Pretreatment low prognostic nutritional index and low albumin-globulin ratio are predictive for overall survival in nasopharyngeal cancer.

PURPOSE: We designed this retrospective study to identify predictive value of prognostic nutritional index (PNI) and albumin-globulin ratio (AGR) in nasopharyngeal cancer patients (NPC). METHODS: 95 non-metastatic NPC patients were included in the study. AGR was calculated as the absolute counts between albumin and globulin measurements. (Globulin values were obtained via excluding albumin counts from total protein counts). PNI was calculated using the following formula: [10 × serum albumin value (g/dL) + 0.005 × total lymphocyte count] in the peripheral blood (per mm3). RESULTS: The statistically significant cutoff value of PNI was identified as 45.45 (area under the curve (AUC): 0.636, p = 0.03) for overall survival. The 5-year OS rate for patients with PNI ≤ 45.45 and PNI > 45.45 were 52.9% and 79.0%, respectively. There were statistically significant difference between groups (p = 0.03).The statistically significant cutoff value of AGR was identified as 1.19 (AUC: 0.689, p < 0.01) for overall survival.

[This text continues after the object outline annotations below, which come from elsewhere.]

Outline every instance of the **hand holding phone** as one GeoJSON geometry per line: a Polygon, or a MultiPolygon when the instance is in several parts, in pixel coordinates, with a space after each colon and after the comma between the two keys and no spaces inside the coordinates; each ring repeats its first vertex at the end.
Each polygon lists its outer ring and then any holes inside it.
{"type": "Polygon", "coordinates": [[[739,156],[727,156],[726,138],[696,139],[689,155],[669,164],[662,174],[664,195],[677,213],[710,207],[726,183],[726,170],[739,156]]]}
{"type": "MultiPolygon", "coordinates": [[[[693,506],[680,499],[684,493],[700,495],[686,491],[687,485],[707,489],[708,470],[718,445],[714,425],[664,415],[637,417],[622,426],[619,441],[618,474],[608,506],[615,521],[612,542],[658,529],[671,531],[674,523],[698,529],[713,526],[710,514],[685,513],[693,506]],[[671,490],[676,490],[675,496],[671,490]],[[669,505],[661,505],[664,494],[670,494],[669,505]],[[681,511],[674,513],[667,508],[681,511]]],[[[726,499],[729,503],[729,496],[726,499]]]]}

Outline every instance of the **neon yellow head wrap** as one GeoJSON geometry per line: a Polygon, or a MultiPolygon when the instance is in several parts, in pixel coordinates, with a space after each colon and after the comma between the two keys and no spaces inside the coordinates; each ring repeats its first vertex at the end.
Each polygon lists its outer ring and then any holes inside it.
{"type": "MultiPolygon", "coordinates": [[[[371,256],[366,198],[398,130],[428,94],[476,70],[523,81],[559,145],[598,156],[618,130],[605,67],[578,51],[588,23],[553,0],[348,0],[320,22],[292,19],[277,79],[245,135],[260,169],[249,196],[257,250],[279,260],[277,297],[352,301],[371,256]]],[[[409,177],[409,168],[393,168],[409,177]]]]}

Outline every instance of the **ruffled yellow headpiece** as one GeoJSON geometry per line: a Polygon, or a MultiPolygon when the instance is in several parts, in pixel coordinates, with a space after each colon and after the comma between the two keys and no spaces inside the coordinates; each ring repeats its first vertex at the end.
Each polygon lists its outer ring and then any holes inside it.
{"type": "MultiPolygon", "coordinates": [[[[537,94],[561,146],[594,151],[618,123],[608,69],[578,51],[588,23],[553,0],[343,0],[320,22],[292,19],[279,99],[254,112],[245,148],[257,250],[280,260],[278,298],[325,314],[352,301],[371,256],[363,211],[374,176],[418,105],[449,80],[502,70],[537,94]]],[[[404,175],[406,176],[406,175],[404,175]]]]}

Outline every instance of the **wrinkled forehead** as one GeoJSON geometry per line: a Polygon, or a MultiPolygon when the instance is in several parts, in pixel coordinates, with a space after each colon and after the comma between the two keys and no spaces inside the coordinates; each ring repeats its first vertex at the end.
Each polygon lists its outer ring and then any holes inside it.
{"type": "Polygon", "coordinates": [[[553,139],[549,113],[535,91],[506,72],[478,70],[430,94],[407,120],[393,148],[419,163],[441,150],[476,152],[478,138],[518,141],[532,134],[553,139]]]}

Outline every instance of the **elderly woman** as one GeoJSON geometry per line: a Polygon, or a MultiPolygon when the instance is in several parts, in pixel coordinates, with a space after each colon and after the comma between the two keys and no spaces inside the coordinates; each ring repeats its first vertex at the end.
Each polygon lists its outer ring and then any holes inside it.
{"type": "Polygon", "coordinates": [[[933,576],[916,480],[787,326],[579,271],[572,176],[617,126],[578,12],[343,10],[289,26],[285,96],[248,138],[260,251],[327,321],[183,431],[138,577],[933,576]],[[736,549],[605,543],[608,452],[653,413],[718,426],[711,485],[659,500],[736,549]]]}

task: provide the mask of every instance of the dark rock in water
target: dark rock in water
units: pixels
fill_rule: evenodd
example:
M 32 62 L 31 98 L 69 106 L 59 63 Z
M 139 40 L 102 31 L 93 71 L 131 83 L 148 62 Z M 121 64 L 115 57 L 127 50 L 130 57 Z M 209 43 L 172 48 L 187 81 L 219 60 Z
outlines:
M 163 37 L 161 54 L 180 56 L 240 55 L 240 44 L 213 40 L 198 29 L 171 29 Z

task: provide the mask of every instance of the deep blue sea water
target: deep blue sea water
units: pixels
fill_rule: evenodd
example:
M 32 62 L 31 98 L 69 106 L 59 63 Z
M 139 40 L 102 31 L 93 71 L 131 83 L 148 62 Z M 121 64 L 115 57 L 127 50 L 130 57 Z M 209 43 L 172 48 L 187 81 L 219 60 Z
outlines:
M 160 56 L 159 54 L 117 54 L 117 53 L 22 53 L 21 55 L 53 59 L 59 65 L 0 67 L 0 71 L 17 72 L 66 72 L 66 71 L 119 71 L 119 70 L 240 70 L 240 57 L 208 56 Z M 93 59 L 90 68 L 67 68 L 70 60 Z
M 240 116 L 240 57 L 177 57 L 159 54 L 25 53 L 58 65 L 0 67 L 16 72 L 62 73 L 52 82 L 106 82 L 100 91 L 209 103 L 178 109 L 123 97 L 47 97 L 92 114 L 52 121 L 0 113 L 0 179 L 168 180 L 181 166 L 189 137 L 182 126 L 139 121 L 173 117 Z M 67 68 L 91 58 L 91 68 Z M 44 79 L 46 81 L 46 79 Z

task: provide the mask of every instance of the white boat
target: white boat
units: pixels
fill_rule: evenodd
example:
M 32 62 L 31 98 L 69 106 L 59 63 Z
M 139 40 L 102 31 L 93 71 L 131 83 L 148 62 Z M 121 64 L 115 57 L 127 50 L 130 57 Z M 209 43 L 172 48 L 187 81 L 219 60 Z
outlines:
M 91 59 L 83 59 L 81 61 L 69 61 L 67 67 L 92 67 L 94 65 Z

The 5-year OS rate for patients with AGR ≤ 1.19 and AGR > 1.19 were 57.7% and 82.0%. There were statistically significant differences between the groups (p = 0.04). 5-year OS rate was 42.9% in the high-risk group (low-PNI and low-AGR patients), it was 80.3% in the intermediate group (low PNI and high AGR or high PNI and low AGR) and it was 80.9% in low-risk group (high PNI and high AGR) (p = 0.004). In the multivariate analysis, age and PNI were independent prognostic factors for poorer OS (HR 2.70, 95% CI 1.091-6.719, p = 0.32 and HR 2.44, 95% CI 1.009-5.940, p = 0.48). CONCLUSIONS: Low PNI is independent prognostic factor for poorer OS. Patients with low-PNI and low-AGR have worse survival than patients with high PNI and high AGR.